Terms Used In Michigan Laws 500.3906

  • Applicant: means :
  (i) For an individual long-term care insurance policy, the person who seeks to contract for long-term care benefits. See Michigan Laws 500.3901
  • Grace period: The number of days you'll have to pay your bill for purchases in full without triggering a finance charge. Source: Federal Reserve
  • Insurer: means an individual, corporation, association, partnership, reciprocal exchange, inter-insurer, Lloyds organization, fraternal benefit society, or other legal entity, engaged or attempting to engage in the business of making insurance or surety contracts. See Michigan Laws 500.106
  • Long-term care insurance: means an individual or group insurance policy, certificate, or rider advertised, marketed, offered, or designed to provide coverage for at least 12 consecutive months for each covered person on an expense-incurred, indemnity, prepaid, or other basis for 1 or more necessary or medically necessary diagnostic, preventive, therapeutic, rehabilitative, maintenance, personal, or custodial care services provided in a setting, including an assisted living facility operating legally in this state, but not including an acute care unit of a hospital. See Michigan Laws 500.3901
  • person: may extend and be applied to bodies politic and corporate, as well as to individuals. See Michigan Laws 8.3l
  • Policy: means an insurance policy or certificate, rider, or endorsement delivered or issued for delivery in this state by an insurer or subsidiary of a nonprofit health care corporation. See Michigan Laws 500.3901
  • state: when applied to the different parts of the United States, shall be construed to extend to and include the District of Columbia and the several territories belonging to the United States; and the words "United States" shall be construed to include the district and territories. See Michigan Laws 8.3o
  • United States: shall be construed to include the district and territories. See Michigan Laws 8.3o
  •   (1) An individual long-term care policy or certificate shall not be issued until the insurer has received from the applicant either a written designation of at least 1 person, in addition to the applicant, who is to receive notice of lapse or termination of the policy or certificate for nonpayment of premium, or a written waiver dated and signed by the applicant electing not to designate additional persons to receive notice. The applicant may designate at least 1 person who is to receive the notice of termination, in addition to the insured. A designation shall not constitute acceptance of any liability on the third party for services provided to the insured. The form used for the written designation shall provide space clearly designated for listing at least 1 person. The designation shall include each person’s full name and home address. For an applicant who elects not to designate an additional person, the waiver shall state: “Protection against unintended lapse. I understand that I have the right to designate at least 1 person other than myself to receive notice of lapse or termination of this long-term care insurance policy for nonpayment of premium. I understand that notice will not be given until 30 days after a premium is due and unpaid. I elect NOT to designate a person to receive this notice.” The insurer shall notify the insured of the right to change this written designation, no less often than once every 2 years.
      (2) If the policyholder or certificateholder pays premium for a long-term care insurance policy or certificate through a payroll or pension deduction plan, subsection (1) does not apply until 60 days after the policyholder or certificateholder is no longer on such a payment plan. The application or enrollment form for such policies or certificates shall clearly indicate the payment plan selected by the applicant.
      (3) An individual long-term care policy or certificate shall not lapse or be terminated for nonpayment of premium unless the insurer, at least 30 days before the effective date of the lapse or termination, has given notice to the insured and to those persons designated under subsection (1), at the address provided by the insured for purposes of receiving notice of lapse or termination. Notice shall be given by first-class United States mail, postage prepaid, and notice shall not be given until 30 days after a premium is due and unpaid. Notice shall be considered given 5 days after the date of mailing.

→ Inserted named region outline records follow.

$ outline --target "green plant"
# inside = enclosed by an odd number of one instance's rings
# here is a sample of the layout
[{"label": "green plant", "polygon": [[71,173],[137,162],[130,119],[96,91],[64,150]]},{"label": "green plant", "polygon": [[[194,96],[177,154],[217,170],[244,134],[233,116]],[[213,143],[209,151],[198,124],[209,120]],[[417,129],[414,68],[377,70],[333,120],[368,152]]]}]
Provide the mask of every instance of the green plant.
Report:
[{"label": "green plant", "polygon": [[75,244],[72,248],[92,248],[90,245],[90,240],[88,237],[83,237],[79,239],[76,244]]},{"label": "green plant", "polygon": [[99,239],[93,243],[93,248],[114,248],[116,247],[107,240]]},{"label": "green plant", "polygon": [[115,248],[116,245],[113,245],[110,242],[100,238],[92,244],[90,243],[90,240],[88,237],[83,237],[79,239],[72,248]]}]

      (4) A long-term care insurance policy or certificate shall provide for reinstatement of coverage if the insurer is provided proof that the policyholder or certificateholder was cognitively impaired or had a loss of functional capacity before the grace period contained in the policy expired. This option shall be available to the insured if requested within 5 months after termination and shall allow for the collection of past due premium, where appropriate. The standard of proof of cognitive impairment or loss of functional capacity shall not be more stringent than the benefit eligibility criteria on cognitive impairment or the loss of functional capacity contained in the policy and certificate.
      (5) This section takes effect March 1, 2007 and applies to long-term care policies and certificates issued on or after March 1, 2007.